The following are example questions that define the business opportunity:

- How would getting insight into data provide value to the business?
- Are you looking to create a new revenue stream from your data?
- What are the challenges with your current approach and tool? 
- Would your business benefit from managing fraud detection, predictive maintenance, and root-cause analysis to reduce mean time to detection and mean time to recovery?
- How are you continually innovating on behalf of your customers and improving their user experience?

## Identify Your Data Sources

Research the different internal and external sources where data is generated and stored. This includes databases, applications, and files.

---

### Data Can Be Categorized Along Three Lines:
- **Data Type**
- **Data Source**
- **Ingest Mode**

---

#### **Data Types**

| Data Type            | Example Data Types                                                      |
|----------------------|------------------------------------------------------------------------|
| Structured data      | Relational databases, spreadsheets, CSV files, XML                     |
| Semi-structured data | Non-relational databases, JSON, log files, XML with attributes, IoT sensor data |
| Unstructured data    | Text documents, images, audio files, video files                       |

---

#### **Data Sources**

| Data Source           | Example Data Sources                                                        |
|-----------------------|-----------------------------------------------------------------------------|
| Databases             | CRM applications, ERP applications, CMS applications                        |
| Files                 | On-premises file servers, document libraries, archives                      |
| Logs                  | Application logs, device logs                                               |
| IoT devices           | Sensor data, device metadata, time-series data                              |
| Mobile devices        | Social media, messaging apps                                                |
| Video                 | Media and entertainment services, surveillance cameras, video libraries     |
| SaaS apps             | User activity logs, transactional data, marketing analytics, e-commerce data|
| Datasets              | Demographic data, weather data, geospatial mapping, transportation data     |

---

#### **Ingest Modes**

| Ingest Mode | Example Ingest Modes                                                      |
|-------------|---------------------------------------------------------------------------|
| Streaming   | Sensors, social media platforms, media and entertainment services, IoT devices |
| Micro-batch | Sensors, website logs, graphics and video rendering                       |
| Batch       | Medical imagery, genomic data, financial records, usage data              |

---

### Example Questions to Identify Data Types, Sources, and Ingest Modes

- How many data sources do you have to support?
- Where and how is the data generated?
- What are the different types of data?
- What are the different formats of data?
- Is your data originating from on-premises, a third-party vendor, or the cloud?
- Is the data source streaming, batch, or micro-batch?
- What is the velocity and volume of ingestion?
- What is the ingestion interface?
- How does your team onboard

## Define your storage, catalog, and data access needs ##
Determine the best storage for specific data types. Assess data quality to determine processing needs. Catalog and register details about data sources.



The following are example questions to identify your data storage and data access requirements:

- Which data stores do you have?
- What is the purpose of each data store?
- Why are you using that storage method?  (for example, files, SQL, NoSQL, or a data warehouse)
- How do you currently organize your data? (for example, data tiering or partition)
- How much data are you storing now, and how much do you expect to store in the future? (for example, 18 months from now)
- How do you manage data governance? 
- Which regulatory and governance compliance standards are applicable to you? 
- What is your disaster recovery (DR) strategy?

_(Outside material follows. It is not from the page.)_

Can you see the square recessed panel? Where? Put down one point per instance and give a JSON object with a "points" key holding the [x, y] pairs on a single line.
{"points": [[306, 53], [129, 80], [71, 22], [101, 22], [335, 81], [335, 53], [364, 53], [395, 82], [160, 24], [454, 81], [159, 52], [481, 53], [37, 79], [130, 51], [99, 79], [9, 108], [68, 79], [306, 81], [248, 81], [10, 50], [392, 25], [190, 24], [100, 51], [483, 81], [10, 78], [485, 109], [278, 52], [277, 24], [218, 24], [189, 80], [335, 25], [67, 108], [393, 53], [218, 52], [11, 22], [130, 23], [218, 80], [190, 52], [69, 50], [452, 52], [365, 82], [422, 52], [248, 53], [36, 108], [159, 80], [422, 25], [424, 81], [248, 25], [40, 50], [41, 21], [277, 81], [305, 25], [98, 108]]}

## Define your data processing requirements ##
Extract relevant data from sources like databases, data lakes, and CRM systems using tools such as AWS Glue crawlers or custom scripts.

Curate and transform the raw data as needed using services like AWS Glue and Amazon EMR.



The following example questions can help identify your data processing requirements:

- Do you have to transform or enrich the data before you consume it?
- Which tools do you use for transforming your data?
- Do you have a visual editor for the transformation code? 
- What is the frequency of your data transformation? (for example, real time, micro-batching, overnight batch) 
- Are there any constraints with your current tool of choice?